(Леонид Цыпкин. Лето в Бадене)
Опубликовано в журнале Октябрь, номер 8, 2004
Леонид Ц ы п к и н. ЛЕТО В БАДЕНЕ. М., «Новое литературное обозрение», 2003.
Что с первых же строк ошарашивает в этой книге — издательская аннотация.
«Первое издание Леонида Цыпкина, вышедшее в переводе на английский язык, стало на Западе сенсацией. «Затерянный шедевр», «грандиозная веха русской литературы XX века», «самое неизвестное гениальное произведение, напечатанное в Америке за последние 50 лет» — таковы отзывы из посыпавшихся вслед рецензий. Именно о нем Сюзан Зонтаг написала так: «Этот роман я, ничуть не усомнившись, включила бы в число самых выдающихся, возвышенных и оригинальных достижений века, полного литературы и литературности — в самом широком смысле этого определения». В завораживающем ритме романа сплелись путешествие рассказчика из Москвы 70-х годов в Ленинград и путешествие Достоевского с женой Анной Григорьевной из Петербурга в Европу в 1867 году, вымысел в нем трудно отличить от реальности. В России имя автора, врача-патологоанатома, умершего в 1982 году, к сожалению, остается до сих пор неизвестным. Представляя читателю это замечательное произведение, редакция «НЛО» надеется закрыть эту лакуну».
Поди-ка ты — гениальное… У них Гоголи как грибы растут…
И на следующей же странице предисловие той самой американской писательницы и эссеистки Сюзан Зонтаг. Предисловие начинается с совершенно голливудской истории, как сама Сюзан случайно открыла — не то что забытого — незамеченного гения, перебирая потрепанные обложки на одном из книжных развалов лондонской Чэринг-Кросс-Роуд. Дальше рассказывается действительно трогательная история советского еврея, влюбленного в Достоевского и вообще в русскую литературу, годами безнадежно пишущего даже и не в самиздат — в стол, зарабатывая на жизнь вскрытиями трупов. Вскрытия, впрочем, протекали вполне успешно, и во благовремении доктор Цыпкин получил докторскую степень вместе с причитающейся должностью и зарплатой — по советским меркам, очень даже неплохой. Однако отъезд сына в США сокрушил и материальную базу литератора-неудачника: его перевели в мэнээсы, зарплата сократилась втрое. Не выдержав унижения, Цыпкин-старший через два года тоже подал заявление на выезд, еще через два года получил отказ, уничтоживший последние призрачные шансы на хоть какое-нибудь литературное существованьице в тысячелетнем Советском рейхе. «Оставалась надежда на публикацию за рубежом, — заключает Сюзан Зонтаг, — так поступали в ту эпоху лучшие писатели».
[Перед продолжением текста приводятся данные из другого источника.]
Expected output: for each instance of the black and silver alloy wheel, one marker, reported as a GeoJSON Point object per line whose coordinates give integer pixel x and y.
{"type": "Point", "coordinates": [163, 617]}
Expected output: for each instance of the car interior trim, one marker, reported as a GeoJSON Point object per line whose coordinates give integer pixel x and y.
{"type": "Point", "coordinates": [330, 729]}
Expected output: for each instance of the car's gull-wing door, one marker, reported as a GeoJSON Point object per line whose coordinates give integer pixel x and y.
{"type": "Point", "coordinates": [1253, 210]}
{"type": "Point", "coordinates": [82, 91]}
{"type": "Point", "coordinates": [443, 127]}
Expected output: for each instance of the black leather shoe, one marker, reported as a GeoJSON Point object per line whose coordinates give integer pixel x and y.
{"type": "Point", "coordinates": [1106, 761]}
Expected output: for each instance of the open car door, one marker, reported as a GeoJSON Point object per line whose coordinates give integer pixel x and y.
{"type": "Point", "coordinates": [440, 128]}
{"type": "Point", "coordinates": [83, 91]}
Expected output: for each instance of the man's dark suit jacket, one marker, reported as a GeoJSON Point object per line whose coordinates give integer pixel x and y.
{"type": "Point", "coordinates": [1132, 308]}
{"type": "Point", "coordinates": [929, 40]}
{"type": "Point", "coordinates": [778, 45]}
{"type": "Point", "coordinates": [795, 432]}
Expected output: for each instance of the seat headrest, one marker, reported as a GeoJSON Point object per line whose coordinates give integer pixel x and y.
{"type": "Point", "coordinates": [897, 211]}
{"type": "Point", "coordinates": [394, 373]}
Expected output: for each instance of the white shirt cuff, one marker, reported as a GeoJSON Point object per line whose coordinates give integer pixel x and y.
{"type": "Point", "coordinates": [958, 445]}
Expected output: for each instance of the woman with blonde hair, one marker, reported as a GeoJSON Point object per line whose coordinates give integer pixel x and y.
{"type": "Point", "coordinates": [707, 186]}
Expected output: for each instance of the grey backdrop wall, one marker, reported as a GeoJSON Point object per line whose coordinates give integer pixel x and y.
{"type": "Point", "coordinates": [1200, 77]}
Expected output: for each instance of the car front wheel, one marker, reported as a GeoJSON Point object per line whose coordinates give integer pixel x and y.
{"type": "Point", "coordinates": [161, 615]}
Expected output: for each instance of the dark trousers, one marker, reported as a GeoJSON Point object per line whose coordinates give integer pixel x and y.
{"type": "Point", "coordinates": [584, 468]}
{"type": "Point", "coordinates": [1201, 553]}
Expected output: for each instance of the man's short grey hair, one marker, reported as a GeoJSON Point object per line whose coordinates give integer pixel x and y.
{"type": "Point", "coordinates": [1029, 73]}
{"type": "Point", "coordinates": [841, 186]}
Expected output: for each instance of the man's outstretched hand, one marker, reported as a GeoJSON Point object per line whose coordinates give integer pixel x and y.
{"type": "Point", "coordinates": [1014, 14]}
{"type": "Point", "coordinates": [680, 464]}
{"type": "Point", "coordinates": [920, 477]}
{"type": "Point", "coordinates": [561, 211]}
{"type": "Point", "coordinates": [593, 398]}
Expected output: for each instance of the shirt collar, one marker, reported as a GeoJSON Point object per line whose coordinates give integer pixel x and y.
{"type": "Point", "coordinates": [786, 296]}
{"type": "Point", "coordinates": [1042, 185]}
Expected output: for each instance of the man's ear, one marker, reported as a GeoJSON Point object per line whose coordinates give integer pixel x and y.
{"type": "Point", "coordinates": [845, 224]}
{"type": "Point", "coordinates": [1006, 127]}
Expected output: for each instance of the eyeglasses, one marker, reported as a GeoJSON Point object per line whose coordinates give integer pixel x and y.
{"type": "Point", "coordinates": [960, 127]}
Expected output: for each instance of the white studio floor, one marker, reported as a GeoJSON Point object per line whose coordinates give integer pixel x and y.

И эта фраза отрезвляющим холодным душем проливается на растекшееся было по телу тепло доверия: так по какой же, стало быть, шкале здесь измеряют литературное качество, если в «лучшие писатели» не попадают Казаков, Трифонов, Шукшин, Белов, Астафьев, ничего не печатавшие за рубежом?
Но, спохватываешься, сам-то несчастный Цыпкин не виноват в этих политических (антиэстетических) натяжках. Ведь он-то и в самом деле пробыл «опубликованным писателем» ровно семь дней, скончавшись от сердечного приступа в пятидесятишестилетнем возрасте, будучи изгнанным с последней безрадостной службы, без надежды, что главное творение его жизни когда-нибудь увидит сколько-нибудь широкий читатель на родине боготворимого им Достоевского: нью-йоркский еженедельник «Новая газета» проникал в Россию в считанных экземплярах. Если вообще проникал.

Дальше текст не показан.